A pharmacy was considered to be independent if it belonged to any of these 3 categories: independent, independent franchise, or independent chain pharmacy. Mail-order, compounding, and specialty pharmacies were excluded because their dealings with prescription drugs and respective reimbursement were likely to differ.

Area-wide telephone calls were made to all selected pharmacies in the database. We verified the independent status and provided a brief overview of the survey to the eligible pharmacists using a communiqu. Pharmacists who agreed to participate were approached at a convenient time and provided with the consent form and the questionnaire. Pharmacists had the option to complete the survey and give it to a data collection assistant or fax it at a later time. Data were collected from May to August 2009 after approval from the Committee for the Protection of Human Subjects at the institution.

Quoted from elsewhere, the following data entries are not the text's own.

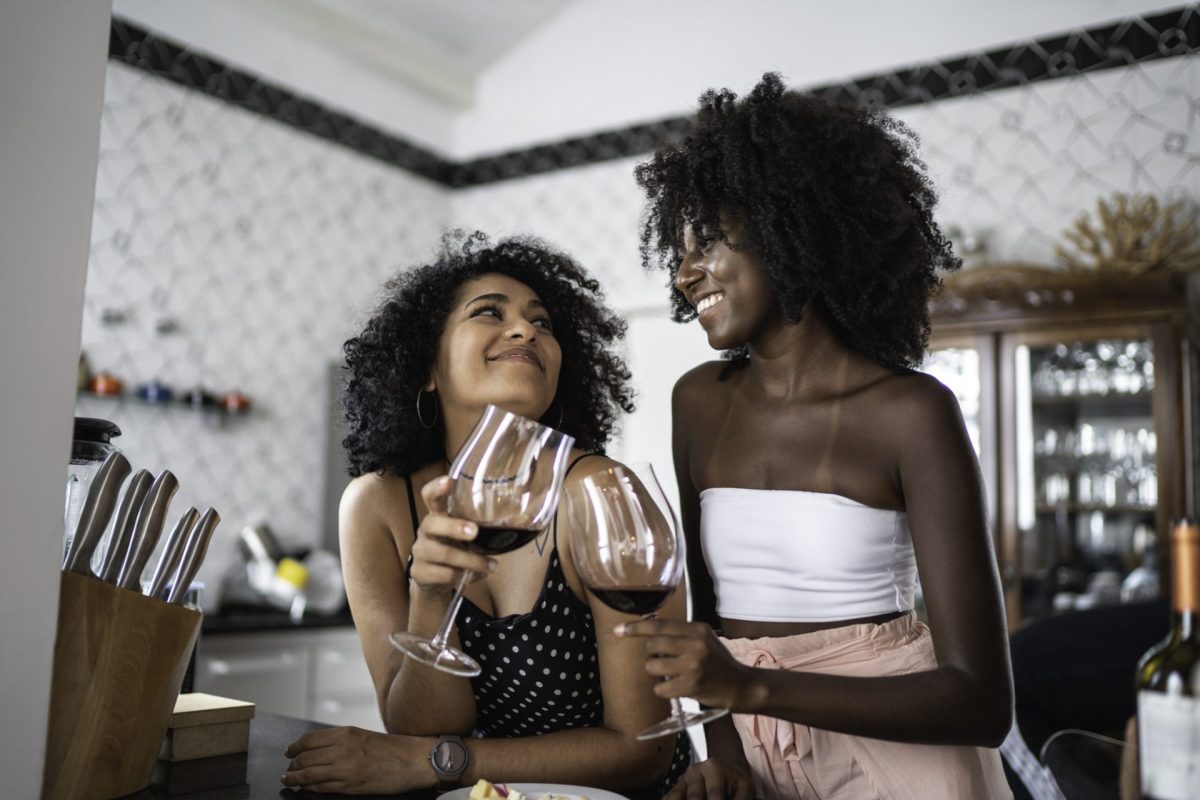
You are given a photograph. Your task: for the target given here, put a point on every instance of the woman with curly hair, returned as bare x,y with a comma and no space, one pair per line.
519,325
819,473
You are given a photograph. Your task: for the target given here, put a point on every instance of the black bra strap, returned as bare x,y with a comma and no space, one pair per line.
417,523
569,468
412,504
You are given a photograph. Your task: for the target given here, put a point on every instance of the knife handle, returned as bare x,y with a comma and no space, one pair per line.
123,529
172,553
148,529
97,507
193,554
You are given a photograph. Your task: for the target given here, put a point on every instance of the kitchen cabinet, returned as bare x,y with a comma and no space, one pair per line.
316,674
1079,394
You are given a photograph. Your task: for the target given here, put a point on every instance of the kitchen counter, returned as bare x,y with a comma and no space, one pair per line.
269,737
258,620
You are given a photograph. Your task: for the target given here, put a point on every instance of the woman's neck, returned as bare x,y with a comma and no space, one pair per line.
793,360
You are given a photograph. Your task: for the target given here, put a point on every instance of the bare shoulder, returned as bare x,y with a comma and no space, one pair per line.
372,505
924,403
371,494
700,385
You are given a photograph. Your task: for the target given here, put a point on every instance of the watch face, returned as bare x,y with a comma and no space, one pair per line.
450,757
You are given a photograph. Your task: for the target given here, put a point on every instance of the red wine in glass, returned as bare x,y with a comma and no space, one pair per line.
495,540
633,600
507,480
628,549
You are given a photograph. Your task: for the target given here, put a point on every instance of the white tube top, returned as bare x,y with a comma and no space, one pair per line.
804,557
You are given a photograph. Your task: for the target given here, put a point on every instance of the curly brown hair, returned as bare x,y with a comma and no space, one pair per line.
389,362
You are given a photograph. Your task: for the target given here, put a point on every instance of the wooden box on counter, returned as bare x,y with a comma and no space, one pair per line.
204,726
119,661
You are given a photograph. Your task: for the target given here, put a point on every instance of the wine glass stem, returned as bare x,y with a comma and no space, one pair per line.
677,711
443,636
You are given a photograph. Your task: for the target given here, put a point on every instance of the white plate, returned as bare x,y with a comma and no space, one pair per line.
534,791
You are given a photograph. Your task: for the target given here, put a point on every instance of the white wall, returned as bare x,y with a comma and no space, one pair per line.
267,246
52,77
604,64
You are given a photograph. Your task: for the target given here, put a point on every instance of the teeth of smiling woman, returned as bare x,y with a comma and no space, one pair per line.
709,301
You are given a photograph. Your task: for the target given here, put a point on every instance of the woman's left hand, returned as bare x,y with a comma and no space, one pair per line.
693,660
353,761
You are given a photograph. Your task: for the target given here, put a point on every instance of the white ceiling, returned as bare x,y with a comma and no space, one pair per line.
468,78
437,47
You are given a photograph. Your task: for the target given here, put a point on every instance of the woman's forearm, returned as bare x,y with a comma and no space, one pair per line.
939,707
585,756
423,701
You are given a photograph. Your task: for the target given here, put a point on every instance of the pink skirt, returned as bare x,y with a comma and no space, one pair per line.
795,761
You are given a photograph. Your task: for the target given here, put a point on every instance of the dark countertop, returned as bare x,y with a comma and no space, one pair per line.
258,620
269,737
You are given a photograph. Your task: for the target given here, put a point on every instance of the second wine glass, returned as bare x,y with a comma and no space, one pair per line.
630,554
507,480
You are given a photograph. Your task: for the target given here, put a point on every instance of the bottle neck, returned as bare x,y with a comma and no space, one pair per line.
1186,624
1186,579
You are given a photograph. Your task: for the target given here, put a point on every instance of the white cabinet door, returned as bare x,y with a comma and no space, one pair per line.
355,708
270,671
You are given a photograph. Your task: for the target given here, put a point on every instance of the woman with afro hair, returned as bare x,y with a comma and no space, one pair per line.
819,471
519,325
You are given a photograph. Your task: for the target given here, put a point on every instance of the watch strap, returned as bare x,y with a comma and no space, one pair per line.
449,759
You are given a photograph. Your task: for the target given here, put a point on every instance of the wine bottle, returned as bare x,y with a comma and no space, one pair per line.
1169,684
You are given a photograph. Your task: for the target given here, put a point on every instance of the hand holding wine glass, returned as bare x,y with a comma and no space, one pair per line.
629,553
508,479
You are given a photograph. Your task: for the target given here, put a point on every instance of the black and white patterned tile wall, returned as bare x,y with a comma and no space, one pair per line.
263,247
1014,168
264,244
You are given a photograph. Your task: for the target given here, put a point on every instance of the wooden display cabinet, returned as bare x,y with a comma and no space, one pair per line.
1079,394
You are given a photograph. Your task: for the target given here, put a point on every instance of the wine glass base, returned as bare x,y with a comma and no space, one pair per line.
448,660
675,723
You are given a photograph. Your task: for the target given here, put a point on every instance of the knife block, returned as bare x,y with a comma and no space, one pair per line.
119,661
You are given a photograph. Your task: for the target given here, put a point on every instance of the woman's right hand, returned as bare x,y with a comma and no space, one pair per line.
712,780
439,554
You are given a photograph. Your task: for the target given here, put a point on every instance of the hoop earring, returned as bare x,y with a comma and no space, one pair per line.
421,419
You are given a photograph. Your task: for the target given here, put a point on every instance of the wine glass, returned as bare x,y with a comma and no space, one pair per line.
507,480
628,549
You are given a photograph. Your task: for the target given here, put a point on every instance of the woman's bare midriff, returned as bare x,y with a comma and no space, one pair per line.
742,629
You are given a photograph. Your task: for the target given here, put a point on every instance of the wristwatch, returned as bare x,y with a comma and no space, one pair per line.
449,758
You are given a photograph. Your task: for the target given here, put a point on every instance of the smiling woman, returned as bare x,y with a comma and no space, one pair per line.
521,326
817,471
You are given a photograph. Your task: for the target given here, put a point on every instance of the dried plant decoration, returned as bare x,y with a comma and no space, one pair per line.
1135,235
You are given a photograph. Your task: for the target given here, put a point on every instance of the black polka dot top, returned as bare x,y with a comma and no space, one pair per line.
540,672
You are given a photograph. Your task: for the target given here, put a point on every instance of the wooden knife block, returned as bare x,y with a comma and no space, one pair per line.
119,661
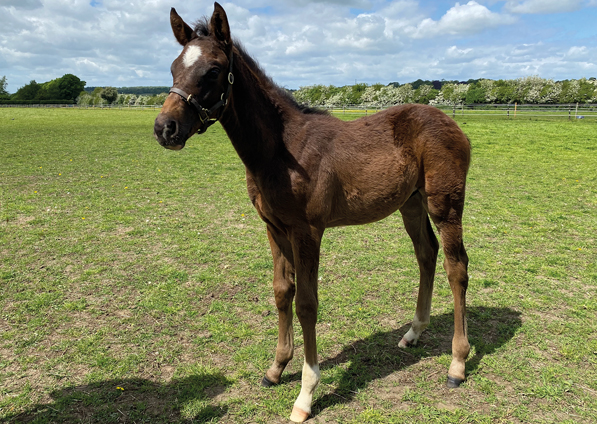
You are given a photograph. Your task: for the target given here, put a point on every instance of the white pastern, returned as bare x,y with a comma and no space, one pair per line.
191,56
309,383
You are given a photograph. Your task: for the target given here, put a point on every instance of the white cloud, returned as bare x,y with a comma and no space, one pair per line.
461,20
115,42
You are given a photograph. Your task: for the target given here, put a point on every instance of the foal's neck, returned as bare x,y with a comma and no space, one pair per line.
256,117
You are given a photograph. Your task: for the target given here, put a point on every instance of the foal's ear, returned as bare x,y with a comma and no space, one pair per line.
181,30
219,25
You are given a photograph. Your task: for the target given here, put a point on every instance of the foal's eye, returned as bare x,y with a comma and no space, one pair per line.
212,74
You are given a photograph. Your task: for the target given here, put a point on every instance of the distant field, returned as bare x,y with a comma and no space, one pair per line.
135,284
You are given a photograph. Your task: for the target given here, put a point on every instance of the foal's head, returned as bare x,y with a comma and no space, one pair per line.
203,79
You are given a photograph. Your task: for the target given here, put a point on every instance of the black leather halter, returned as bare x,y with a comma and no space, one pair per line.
204,114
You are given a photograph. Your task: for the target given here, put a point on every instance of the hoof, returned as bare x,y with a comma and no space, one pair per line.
298,415
266,383
454,383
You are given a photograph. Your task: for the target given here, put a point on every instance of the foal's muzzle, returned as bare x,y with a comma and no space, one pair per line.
167,132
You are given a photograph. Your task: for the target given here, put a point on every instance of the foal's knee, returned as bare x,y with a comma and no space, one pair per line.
284,294
306,310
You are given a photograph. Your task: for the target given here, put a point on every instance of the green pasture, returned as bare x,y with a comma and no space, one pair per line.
135,284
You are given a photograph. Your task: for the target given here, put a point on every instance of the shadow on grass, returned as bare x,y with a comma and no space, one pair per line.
132,401
378,356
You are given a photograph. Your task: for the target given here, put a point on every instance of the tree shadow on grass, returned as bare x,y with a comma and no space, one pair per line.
132,401
378,356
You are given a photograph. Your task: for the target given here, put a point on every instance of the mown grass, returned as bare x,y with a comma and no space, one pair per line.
136,284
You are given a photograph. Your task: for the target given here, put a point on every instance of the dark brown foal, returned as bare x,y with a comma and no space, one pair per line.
307,171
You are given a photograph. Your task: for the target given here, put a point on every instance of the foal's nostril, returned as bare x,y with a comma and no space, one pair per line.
170,130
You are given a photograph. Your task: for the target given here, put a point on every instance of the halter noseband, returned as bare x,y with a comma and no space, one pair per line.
204,114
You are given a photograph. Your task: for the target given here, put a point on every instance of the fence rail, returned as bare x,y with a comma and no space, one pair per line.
43,106
570,111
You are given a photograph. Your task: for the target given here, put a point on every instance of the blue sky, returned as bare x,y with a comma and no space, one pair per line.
304,42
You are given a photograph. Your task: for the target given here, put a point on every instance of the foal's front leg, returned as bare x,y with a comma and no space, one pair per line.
305,246
284,290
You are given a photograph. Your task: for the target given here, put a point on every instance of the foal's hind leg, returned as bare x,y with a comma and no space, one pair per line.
446,212
418,227
284,289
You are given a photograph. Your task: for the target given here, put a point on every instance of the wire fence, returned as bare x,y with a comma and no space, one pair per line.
570,111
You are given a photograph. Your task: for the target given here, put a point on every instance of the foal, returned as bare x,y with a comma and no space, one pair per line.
307,171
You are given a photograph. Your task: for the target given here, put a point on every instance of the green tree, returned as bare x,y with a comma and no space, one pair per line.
3,92
109,94
28,91
70,87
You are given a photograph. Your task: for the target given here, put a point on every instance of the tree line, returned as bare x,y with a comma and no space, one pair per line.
65,89
526,90
531,89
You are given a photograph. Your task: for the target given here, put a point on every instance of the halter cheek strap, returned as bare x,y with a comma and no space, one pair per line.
204,114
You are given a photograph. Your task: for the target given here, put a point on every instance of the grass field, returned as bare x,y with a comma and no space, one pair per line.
135,284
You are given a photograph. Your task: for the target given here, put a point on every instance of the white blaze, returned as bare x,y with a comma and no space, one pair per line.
191,55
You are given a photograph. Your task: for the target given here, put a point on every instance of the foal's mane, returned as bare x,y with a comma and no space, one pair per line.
275,92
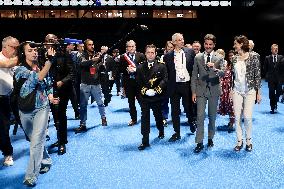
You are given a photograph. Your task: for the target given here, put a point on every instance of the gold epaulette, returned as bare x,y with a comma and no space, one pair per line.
143,90
158,89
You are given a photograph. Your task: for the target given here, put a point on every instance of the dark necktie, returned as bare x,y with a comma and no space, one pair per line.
131,57
208,58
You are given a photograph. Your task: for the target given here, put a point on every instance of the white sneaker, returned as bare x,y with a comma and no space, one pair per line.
8,161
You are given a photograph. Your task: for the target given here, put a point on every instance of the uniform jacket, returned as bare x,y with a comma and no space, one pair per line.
154,78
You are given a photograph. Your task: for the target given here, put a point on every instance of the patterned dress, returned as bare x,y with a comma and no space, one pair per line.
226,103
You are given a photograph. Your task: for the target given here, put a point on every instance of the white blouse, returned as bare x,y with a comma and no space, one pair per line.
240,82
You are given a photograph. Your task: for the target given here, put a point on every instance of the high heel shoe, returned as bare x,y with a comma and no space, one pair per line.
249,148
238,148
61,149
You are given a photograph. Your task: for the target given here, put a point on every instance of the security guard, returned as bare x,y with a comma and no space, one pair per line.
152,79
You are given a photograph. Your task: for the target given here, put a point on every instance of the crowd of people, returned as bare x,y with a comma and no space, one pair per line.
56,73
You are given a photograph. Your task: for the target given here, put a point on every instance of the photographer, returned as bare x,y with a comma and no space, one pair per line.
63,77
34,122
7,62
90,85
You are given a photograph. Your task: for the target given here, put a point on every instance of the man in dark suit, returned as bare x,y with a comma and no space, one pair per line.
271,70
179,64
129,61
205,86
152,80
63,75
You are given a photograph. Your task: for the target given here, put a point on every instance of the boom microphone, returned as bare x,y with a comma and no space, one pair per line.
144,27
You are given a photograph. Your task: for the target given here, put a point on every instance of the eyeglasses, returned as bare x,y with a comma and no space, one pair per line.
14,47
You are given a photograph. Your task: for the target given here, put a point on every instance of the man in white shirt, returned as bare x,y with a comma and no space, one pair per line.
7,62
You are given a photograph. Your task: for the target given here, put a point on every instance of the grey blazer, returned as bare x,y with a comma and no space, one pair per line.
204,77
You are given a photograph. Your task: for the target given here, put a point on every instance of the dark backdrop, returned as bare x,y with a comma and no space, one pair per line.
224,23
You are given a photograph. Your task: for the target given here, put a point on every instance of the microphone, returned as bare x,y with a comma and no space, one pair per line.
34,45
144,27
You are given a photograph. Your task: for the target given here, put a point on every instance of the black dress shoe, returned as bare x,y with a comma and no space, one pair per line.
192,126
44,168
132,122
238,148
174,137
161,135
165,122
29,183
230,127
56,144
77,116
198,148
80,129
61,149
210,143
143,146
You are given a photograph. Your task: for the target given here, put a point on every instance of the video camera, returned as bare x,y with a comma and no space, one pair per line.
58,45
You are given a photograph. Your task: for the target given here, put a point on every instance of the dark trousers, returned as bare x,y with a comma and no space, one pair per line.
275,90
145,118
192,107
5,113
181,91
212,111
105,87
59,114
131,90
165,108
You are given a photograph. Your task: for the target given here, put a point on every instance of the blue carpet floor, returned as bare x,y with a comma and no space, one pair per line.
107,157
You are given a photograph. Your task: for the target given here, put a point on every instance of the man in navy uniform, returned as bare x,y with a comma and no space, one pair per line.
152,80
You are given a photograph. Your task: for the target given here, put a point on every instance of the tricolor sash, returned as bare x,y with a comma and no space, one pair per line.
129,61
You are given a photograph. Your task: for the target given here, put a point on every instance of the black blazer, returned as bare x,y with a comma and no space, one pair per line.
139,57
169,61
273,71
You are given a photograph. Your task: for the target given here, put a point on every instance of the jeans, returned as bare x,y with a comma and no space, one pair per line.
85,92
5,142
35,125
244,103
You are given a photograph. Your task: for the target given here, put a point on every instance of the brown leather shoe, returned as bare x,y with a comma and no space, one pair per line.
132,122
104,122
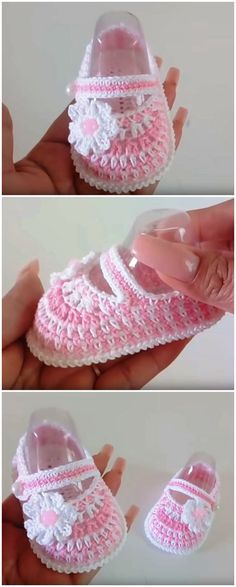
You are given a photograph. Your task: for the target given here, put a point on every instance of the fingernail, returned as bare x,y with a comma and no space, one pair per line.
32,267
171,259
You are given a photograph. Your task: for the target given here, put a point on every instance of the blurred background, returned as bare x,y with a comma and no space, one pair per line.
44,43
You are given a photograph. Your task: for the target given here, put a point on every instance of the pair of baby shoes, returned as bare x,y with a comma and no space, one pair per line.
110,305
72,520
120,129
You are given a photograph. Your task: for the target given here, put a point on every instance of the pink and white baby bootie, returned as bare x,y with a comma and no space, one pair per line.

A questionnaire was developed and pilot-tested for validation. On the basis of the feedback during the pilot study, changes were made in the definitions and terminologies used in the questionnaire. The reimbursement rate was defined as the actual percentage of total claimed amount received from insurance payers. Reimbursement processing time was defined as the number of days taken to receive reimbursement after a claim was adjudicated.

The survey consisted of 2 sections. The first section measured pharmacists’ perceptions of the adequacy of current reimbursement rates and processing times across 3 insurance payers using a 5-point Likert scale (1 = strongly disagree, 2 = disagree, 3 = neutral, 4 = agree, 5 = strongly agree). Each pharmacist’s perception of satisfactory reimbursement rates and sufficient processing times to meet the pharmacies’ operational requirements was noted. Pharmacists were then asked whether they believed that the reimbursement rate and processing time are improving across 3 insurance payers and whether they have encountered cash flow problems because of reimbursement issues. The second section requested demographic and practice information.